The district attorney for Clackamas County has requested that Oregon’s attorney general take over the investigation into a former West Linn physician who was accused of sexual assault by hundreds of former patients.
In a letter, District Attorney John D. Wentworth, who has faced criticism from patients and their attorneys for not bringing all of the allegations before a grand jury, stated that his office faced substantial factual and legal challenges in pursuing a prosecution and called for the Oregon Department of Justice to conduct a second investigation.
I think the chance to proceed may be provided by a thorough assessment by your office and the trust you have built with the plaintiffs’ lawyers and their clients. Wentworth said in his letter.
According to the Clackamas County District Attorney’s Office, a grand jury in September 2022 that heard testimony from 41 witnesses concluded that there was not enough evidence to support Dr. David B. Farley’s claimed sexual abuse and misconduct.
In a damning letter to Attorney General Ellen Rosenblum that same month, lawyers for the women suing Farley and the clinic where he worked claimed that Tony Christensen, the lead West Linn police detective, had ruined the investigation because of his incapacity and his combative and contemptuous demeanor.
Christensen was deemed unqualified to conduct such investigations and lacked rudimentary knowledge of the medical and legal concerns involved by an outside consultant that West Linn had recruited earlier this year.
At the West Linn Family Health Center, which he founded in 1989, Farley allegedly sexually assaulted numerous women and girls for decades while posing as a trusted doctor, according to a complaint that is still pending.
According to court documents, the number of former patients who have accused Farley of sexually assaulting them during examinations has increased from a small number of plaintiffs to over 200. They claim that he severed his victims’ hymens, took pictures of their breasts and genitalia with his own cellphone, and insisted on doing needless, frequent ungloved pelvic and breast checks.
According to The Oregonian/OregonLive, Farley won the trust of his former patients by treating them like family. They characterized him as a skilled manipulator who cultivated his patients to believe his actions were required for medical reasons. According to the lawsuit, patients as young as five were allegedly abused.
According to court testimony, Farley, who relocated to Idaho, has not addressed the allegations and plans to use his Fifth Amendment protection against self-incrimination in the ongoing civil action.
The district attorney’s letter was deemed long overdue by one of the accused victims, who requested anonymity.
“I find it gravely concerning that Mr. Wentworth has waited years to put out this letter,” said Courtney M. Thom, one of the attorneys representing the more than 200 alleged victims who have filed a civil claim against Farley and the West Linn Family Medical Center, on Wednesday.
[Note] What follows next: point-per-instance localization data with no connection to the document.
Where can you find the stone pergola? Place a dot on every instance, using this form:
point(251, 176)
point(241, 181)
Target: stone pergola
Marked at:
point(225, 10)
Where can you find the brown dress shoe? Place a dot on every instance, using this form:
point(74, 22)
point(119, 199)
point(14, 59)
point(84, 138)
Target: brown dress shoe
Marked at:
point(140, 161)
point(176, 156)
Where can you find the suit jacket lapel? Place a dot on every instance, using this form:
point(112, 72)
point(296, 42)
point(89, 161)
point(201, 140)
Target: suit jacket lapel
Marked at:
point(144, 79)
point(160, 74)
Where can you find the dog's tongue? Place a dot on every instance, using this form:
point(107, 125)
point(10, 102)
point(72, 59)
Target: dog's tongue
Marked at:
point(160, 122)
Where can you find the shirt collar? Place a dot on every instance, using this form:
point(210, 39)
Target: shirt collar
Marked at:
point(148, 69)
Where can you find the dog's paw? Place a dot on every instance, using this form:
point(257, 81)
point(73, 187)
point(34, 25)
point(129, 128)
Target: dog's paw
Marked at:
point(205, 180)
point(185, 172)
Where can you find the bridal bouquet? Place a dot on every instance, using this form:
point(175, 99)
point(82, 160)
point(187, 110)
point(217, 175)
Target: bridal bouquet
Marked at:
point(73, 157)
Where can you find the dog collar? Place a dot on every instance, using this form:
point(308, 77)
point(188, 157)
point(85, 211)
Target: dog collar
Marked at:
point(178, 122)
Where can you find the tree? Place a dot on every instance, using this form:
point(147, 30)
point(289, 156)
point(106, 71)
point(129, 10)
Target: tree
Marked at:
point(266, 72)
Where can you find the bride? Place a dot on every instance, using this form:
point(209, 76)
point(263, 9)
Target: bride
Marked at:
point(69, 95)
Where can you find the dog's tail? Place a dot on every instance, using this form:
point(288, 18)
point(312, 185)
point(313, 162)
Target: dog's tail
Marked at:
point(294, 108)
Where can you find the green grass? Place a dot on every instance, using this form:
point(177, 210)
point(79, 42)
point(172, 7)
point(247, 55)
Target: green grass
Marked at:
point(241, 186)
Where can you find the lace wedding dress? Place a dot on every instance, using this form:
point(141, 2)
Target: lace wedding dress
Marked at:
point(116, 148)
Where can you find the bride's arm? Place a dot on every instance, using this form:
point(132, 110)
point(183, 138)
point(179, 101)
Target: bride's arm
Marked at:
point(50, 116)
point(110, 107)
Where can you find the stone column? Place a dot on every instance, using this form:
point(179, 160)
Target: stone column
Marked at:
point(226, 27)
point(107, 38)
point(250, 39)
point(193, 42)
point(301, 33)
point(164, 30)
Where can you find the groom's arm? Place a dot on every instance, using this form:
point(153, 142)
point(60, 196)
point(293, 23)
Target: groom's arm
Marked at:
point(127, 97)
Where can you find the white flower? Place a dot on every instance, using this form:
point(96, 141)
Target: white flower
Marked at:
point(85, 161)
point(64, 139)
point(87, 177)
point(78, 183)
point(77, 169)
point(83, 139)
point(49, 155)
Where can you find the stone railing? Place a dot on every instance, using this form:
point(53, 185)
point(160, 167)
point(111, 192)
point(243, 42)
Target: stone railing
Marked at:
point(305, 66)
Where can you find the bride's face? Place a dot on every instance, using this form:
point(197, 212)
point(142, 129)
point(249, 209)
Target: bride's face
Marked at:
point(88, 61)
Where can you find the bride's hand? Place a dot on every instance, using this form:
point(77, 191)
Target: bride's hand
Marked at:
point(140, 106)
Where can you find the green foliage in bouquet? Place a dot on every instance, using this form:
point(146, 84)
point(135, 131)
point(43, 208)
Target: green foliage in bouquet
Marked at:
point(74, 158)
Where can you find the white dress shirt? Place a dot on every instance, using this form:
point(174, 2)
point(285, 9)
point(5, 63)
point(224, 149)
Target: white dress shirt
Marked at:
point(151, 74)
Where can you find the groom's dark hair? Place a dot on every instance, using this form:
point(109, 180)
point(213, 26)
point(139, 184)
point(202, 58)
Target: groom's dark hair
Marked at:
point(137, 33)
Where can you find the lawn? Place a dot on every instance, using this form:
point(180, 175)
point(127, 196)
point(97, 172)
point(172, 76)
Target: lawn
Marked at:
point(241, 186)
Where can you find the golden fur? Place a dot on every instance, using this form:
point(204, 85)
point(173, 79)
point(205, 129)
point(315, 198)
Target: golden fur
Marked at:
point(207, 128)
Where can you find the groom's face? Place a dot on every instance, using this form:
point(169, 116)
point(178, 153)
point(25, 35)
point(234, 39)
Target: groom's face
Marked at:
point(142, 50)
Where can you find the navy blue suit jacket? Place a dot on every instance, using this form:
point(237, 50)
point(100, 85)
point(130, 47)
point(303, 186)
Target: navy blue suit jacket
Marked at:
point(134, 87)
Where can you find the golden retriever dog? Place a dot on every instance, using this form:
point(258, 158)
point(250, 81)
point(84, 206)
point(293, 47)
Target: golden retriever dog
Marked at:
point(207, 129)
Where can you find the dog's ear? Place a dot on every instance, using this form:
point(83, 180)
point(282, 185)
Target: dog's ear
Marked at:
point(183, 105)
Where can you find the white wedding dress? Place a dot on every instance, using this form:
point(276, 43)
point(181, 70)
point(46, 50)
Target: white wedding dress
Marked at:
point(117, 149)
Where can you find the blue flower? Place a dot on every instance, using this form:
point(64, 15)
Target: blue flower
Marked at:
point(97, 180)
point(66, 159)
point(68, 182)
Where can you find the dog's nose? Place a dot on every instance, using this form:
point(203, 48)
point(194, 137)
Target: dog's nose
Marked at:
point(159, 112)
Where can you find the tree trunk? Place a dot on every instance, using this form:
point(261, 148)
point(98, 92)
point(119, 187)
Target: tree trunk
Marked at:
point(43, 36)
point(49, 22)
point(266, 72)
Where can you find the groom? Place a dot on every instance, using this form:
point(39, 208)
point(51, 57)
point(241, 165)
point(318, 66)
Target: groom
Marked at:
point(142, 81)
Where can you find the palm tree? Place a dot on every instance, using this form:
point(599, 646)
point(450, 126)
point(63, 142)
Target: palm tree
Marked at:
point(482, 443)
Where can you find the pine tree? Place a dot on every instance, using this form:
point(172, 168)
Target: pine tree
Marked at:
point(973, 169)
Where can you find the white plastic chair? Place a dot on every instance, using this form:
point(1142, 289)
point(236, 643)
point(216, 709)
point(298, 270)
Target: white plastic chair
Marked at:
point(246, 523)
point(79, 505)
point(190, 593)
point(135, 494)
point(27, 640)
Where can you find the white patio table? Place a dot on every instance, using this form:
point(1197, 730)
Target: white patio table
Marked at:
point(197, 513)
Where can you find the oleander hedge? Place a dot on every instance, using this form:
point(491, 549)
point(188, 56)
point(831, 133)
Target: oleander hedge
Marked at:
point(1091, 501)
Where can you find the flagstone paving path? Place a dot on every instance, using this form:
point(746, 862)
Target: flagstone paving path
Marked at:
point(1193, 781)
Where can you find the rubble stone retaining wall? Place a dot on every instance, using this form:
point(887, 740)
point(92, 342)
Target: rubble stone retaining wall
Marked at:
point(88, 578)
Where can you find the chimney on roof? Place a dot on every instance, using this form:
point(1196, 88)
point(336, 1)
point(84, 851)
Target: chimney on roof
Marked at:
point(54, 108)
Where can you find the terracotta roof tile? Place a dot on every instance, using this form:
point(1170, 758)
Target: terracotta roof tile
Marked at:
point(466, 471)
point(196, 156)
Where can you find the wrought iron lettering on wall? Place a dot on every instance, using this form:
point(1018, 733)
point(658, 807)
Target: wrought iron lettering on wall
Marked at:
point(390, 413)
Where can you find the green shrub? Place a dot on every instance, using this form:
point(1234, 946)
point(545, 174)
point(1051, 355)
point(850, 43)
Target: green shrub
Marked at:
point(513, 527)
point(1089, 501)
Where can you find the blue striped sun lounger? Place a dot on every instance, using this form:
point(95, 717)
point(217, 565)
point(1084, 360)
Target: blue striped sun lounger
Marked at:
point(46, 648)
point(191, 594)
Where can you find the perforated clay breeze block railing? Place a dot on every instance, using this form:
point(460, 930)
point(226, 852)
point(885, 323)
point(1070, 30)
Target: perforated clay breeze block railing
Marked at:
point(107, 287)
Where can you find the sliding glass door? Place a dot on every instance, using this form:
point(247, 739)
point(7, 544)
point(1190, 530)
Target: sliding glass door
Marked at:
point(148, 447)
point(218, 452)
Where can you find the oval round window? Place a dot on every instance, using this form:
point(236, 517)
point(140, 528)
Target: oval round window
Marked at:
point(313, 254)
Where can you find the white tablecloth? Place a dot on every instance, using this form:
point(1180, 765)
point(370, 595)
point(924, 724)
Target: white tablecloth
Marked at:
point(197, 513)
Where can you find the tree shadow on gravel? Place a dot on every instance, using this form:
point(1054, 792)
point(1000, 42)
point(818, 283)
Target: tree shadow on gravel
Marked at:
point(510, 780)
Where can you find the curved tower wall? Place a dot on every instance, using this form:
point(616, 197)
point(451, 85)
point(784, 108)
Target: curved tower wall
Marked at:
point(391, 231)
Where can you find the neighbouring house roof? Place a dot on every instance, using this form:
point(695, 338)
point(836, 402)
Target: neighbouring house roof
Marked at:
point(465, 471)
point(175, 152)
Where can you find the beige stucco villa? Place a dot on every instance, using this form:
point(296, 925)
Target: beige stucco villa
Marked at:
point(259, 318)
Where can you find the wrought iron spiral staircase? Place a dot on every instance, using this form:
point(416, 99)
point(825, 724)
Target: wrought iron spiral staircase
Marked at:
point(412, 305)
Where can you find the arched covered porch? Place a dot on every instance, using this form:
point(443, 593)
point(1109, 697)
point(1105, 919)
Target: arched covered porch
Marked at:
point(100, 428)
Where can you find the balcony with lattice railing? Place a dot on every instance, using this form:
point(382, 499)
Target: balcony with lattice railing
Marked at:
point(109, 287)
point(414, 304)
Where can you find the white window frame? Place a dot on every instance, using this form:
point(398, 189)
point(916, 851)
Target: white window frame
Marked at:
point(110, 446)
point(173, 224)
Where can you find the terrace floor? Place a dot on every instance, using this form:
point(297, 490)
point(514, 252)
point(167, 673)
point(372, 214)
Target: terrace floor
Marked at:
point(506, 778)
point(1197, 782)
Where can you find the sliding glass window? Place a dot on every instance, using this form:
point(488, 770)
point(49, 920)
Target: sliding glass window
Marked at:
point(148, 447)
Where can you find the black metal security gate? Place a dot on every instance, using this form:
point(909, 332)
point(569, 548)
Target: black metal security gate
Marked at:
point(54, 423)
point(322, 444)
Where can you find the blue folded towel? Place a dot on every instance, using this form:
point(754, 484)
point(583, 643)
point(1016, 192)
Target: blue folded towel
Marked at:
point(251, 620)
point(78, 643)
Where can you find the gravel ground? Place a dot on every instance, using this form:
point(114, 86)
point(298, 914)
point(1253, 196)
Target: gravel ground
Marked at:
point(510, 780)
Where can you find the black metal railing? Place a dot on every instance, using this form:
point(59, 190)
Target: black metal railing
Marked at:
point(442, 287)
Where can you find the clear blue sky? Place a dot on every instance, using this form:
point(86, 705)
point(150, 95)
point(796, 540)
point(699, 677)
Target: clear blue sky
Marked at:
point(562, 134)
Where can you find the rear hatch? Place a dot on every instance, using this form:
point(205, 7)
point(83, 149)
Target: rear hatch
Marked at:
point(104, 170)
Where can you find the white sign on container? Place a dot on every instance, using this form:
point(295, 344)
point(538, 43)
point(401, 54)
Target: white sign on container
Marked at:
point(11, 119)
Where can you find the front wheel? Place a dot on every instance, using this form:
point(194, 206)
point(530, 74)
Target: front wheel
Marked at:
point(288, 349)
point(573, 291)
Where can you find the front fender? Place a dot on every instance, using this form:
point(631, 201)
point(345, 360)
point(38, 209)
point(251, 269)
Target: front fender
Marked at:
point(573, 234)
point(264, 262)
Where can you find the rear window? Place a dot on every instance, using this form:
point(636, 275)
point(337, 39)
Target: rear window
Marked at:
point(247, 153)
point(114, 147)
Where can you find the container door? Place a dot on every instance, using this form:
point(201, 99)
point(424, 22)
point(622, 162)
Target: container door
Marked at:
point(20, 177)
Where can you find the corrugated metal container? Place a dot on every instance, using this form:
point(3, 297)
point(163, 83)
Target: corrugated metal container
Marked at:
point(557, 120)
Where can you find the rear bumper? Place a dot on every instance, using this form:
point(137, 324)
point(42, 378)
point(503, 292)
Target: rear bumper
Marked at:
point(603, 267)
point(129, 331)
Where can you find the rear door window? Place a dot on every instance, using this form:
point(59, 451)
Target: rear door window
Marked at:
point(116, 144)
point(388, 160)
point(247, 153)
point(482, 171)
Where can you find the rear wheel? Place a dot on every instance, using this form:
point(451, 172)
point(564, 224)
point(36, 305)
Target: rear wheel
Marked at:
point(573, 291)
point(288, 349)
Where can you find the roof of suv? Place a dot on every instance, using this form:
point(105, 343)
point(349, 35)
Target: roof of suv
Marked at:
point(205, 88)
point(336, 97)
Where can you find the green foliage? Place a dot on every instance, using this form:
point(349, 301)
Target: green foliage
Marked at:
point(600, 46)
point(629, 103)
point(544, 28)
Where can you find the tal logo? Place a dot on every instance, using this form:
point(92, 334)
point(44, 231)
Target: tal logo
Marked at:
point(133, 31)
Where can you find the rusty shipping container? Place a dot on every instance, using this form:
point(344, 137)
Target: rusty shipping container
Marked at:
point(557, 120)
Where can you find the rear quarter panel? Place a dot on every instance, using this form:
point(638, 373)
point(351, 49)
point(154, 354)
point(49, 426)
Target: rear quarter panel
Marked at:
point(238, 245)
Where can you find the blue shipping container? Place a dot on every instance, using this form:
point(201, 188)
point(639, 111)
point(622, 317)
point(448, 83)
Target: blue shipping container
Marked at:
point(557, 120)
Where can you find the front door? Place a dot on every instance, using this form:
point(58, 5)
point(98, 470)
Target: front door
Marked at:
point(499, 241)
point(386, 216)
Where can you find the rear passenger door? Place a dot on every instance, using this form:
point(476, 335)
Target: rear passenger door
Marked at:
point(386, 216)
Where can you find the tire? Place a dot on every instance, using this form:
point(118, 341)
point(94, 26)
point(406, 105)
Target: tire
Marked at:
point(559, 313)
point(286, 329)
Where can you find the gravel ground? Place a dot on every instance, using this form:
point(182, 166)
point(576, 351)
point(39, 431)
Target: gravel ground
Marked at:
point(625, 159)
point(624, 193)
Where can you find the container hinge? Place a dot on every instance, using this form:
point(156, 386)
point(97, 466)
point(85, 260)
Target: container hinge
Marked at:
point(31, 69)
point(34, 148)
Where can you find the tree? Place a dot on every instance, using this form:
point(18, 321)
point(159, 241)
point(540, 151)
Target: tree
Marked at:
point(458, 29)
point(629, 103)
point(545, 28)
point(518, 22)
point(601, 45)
Its motivation is questionable.
When questioned about the date of his letter, Wentworth declined to speak further.
After a Clackamas County grand jury declined to indict Farley, Thom and a group of alleged victims met with attorneys in the attorney general’s office in 2022, pleading with the office to take over the investigation.
Since we sent the letter to the attorney general’s office, we have maintained communication with them, Thom stated. We had serious doubts about the integrity of the entire process, the evidence that was submitted, and the way the case was presented before the grand jury.
Thom, a former prosecutor in Orange County, California, noted that Wentworth ought to have enlisted the aid of the state Justice Department at the outset of the investigation rather than waiting for around two years after the grand jury decision.
Thom expressed her expectation that the attorney general’s office will take action, something that the West Linn police department and the Clackamas County DA’s office did not.
The ongoing civil suit will go to trial in January 2026. Currently, depositions and discovery involve lawyers.
According to agency spokeswoman Roy Kauffman, the state Department of Justice has been investigating the case.
According to him, DOJ would keep looking into the issue, which has been ongoing for a while. This request from the DA means that DOJ will now also handle any grounds for prosecution if we find one. This is an extremely complicated matter, as we have said before. It concerns several unsettling claims of sexual abuse made by a person who served as the girls’ or women’s doctor.